図35に各ディスクの半径座標に対する接触面圧及び平均されたコンプライアンスの結果を示す。半径座標がディスクの外径(146mm)に近づくほどディスクの振幅が大きくなることが分かった。また、椀型のディスクを重ね、それをボルトで締結することにより、ディスクの外径近傍に接触面圧が作用されることも分かった。これらの結果より、組み付けにより振動時のディスクの振幅が大きい場所に接触面圧が作用され、それにより摩擦力のする仕事量が増え、ディスクC0.4の減衰比が大きくなったと考えられる。
【0074】
(制動試験結果)
制動試験時にディスクに与えた一枚ディスクの直径262mm位置での摺動部の熱履歴と直径140mm位置での摺動部よりも内側の内周部での熱履歴を
図36に示す。図より、摺動部の温度が約530℃まで上昇し、摺動部と内周部で測定温度に360度差が生じることが分かった。このコイルとパッドの両方を使用することにより得られたこの摺動部の温度は二輪車の急制動試験に相当する温度であることが知られている。次に、制動試験により得られた各ディスクの厚み方向の振れの振幅を
図37に示す。ただし、ここでの振幅はディスクが一周する間の振れの振幅の大きさを表している。単層ディスクに関しては外周の温度が500℃を超え、内周部の温度との温度差が360℃まで達しても、振れの大きさはほとんど変化しなかったことに対して、積層ディスクに関しては、摺動部の温度が130℃以上、温度差が100℃になると、指数関数的に振れが大きくなることが分かった。この理由として、ディスクが熱変形すると、ディスクとパッドの当たり方が均一でなくなり、当たりの強い部分だけで摩擦を負担するようになる。このことにより局部的なディスクの温度上昇が発生してしまい、ある温度を境に急激に振れが大きくなると考えられる。積層ディスクのみ振れが顕著に大きくなった理由として、ディスクの内周にボルトを締結させているため、ディスクの外周部で二枚が拘束されていないことや、厚みを低減させたために曲げ剛性が一枚構造のディスクと比べて小さくなったからであると考えられる。一般にディスクの側面の振れが0.05mmを超えると、制動トルク変動が大きくなりブレーキの効きにむらが生じると言われており、安全性の面からそれ以内に必ず抑える必要がある。よって、実用上を想定した積層ディスクの開発が望まれる。
【0075】
(実用上での使用を想定した積層ディスクの鳴き音圧の低減)
前記問題を解決するために、
図6に示すような積層構造のディスクMDを制作した。ディスクの締結方式は内周締結方式であるため、積層構造のディスクでは外周近傍の熱変形が抑えられないと考えた。そこで、摺動面を覆わない直径の薄い円板を用意し、それを単層ディスクに重ね、ボルトで締結した。また、積層ディスクの減衰比を向上させるために、この円板を椀型に曲げた。このディスクの効果の確認をするために、各試験を行った。制動試験により得られたディスクMDの振れの大きさはディスクS同様の0.05mm程度であり、実用上で使用できる範囲にあった。また、
図38にディスクS及びディスクMDのハンマリング試験により得られた減衰比の結果と鳴き試験により得られた鳴き音圧との比較を示す。また、比較のため、ディスクMDにおける椀型に曲げた円板に代えて、同じ大きさの平坦な円板を重ね合わせたディスクMDFを制作した。
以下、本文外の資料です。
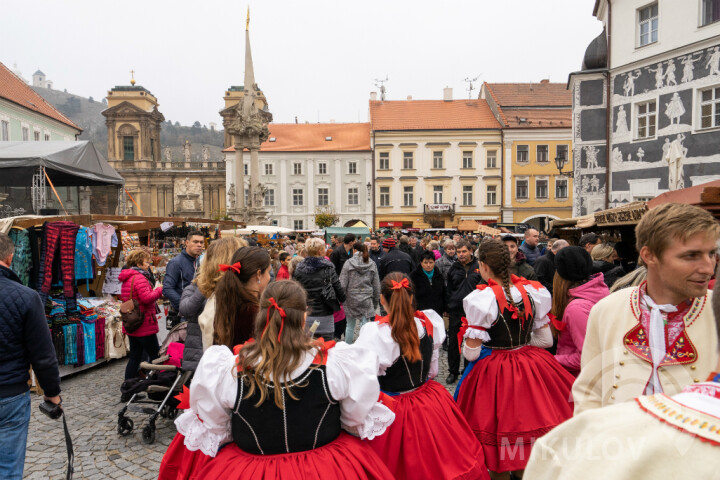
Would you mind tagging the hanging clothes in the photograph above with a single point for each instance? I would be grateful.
(22, 259)
(103, 239)
(58, 235)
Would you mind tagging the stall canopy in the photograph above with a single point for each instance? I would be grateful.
(67, 164)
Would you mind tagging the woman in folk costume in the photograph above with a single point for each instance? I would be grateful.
(429, 439)
(277, 407)
(513, 391)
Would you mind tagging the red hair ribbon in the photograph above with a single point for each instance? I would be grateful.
(273, 304)
(235, 267)
(404, 283)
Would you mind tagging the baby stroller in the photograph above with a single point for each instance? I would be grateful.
(164, 378)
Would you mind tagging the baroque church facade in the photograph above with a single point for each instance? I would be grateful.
(656, 126)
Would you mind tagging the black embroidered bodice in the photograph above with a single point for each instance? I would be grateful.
(403, 375)
(307, 423)
(508, 332)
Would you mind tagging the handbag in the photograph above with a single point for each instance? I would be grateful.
(130, 313)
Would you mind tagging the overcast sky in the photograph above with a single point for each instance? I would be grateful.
(314, 59)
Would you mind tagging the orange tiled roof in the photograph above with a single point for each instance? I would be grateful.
(543, 94)
(17, 91)
(538, 117)
(431, 115)
(311, 137)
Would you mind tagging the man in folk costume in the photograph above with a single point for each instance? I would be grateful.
(656, 436)
(660, 336)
図39に、ディスクMD、MDF、Sの周波数と減衰率の関係を示す。
【0076】
これらの結果より、摺動面を覆わない直径の椀型の薄い円板を従来の厚みの単層ディスクに重ねた積層ディスクは、摺動部の温度上昇によって生じるディスクの側面の振れが小さく、高い減衰比を持ち、鳴き音圧に有効な構造であることが分かった。
【0077】
以上のことから、次のことが明確になった。
1.一枚の円板から構成される単層ディスク(ディスクS)及びそれぞれ同形状の二枚の円板から成る積層ディスク(ディスクD3.00)の鳴きの周波数は幅広く存在し、ディスクD3.00の鳴き音圧レベルはディスクSと比較して、全体的に低減していることが確認できた。また、それぞれ厚みの異なる二枚の円板から成る積層ディスク(ディスクD3.75)及び椀型の0.4mmの高さの円板から成る積層ディスク(ディスクC0.4)に関しては鳴きが発生しなかった。
【0078】
2.ディスクS及びディスクD3.00の各固有振動数におけるゲインの平均値はそれぞれ43.4dB、42.7dBとなり、またディスクD3.00の減衰比は一枚のディスクSのそれと比べて大きくなった。
【0079】
3.ディスクD3.00においては20kHzまで明確な共振点が確認できたことに対して、ディスクD3.75に関しては4kHzから20kHzまで明確な共振が存在しなくなることが確認できた。
【0080】
4.ディスクD3.75の表裏面のゲイン及び位相が異なることから、二枚が互いに大きく衝突し合って振動していることと言え、その衝突振動により減衰比が大きくなり、ディスクD3.75の高周波数の範囲で明確な共振点が存在しなくなったと考えられる。
【0081】
5.組み付けにより振動時のディスクの振幅が大きい場所に接触面圧が作用され、それにより摩擦力のする仕事量が増え、ディスクC0.4の減衰比が大きくなったと考えられる。
【0082】
6.単層ディスクに関しては温度が外周の温度が500℃を超え、内周の温度との温度差が360℃まで達しても、振れの大きさはほとんど変化しなかったことに対して、積層ディスクに関しては、摺動面の温度が130℃以上、温度差が100℃になると、指数関数的に振れが大きくなることが分かった。
【0083】
7.摺動面を覆わない直径の椀型の薄い円板を従来の厚みの単層ディスクに重ねた積層ディスクは、摺動部の温度上昇によって生じるディスクの側面の振れが小さく、高い減衰比を持ち、鳴き音圧に有効な構造であった。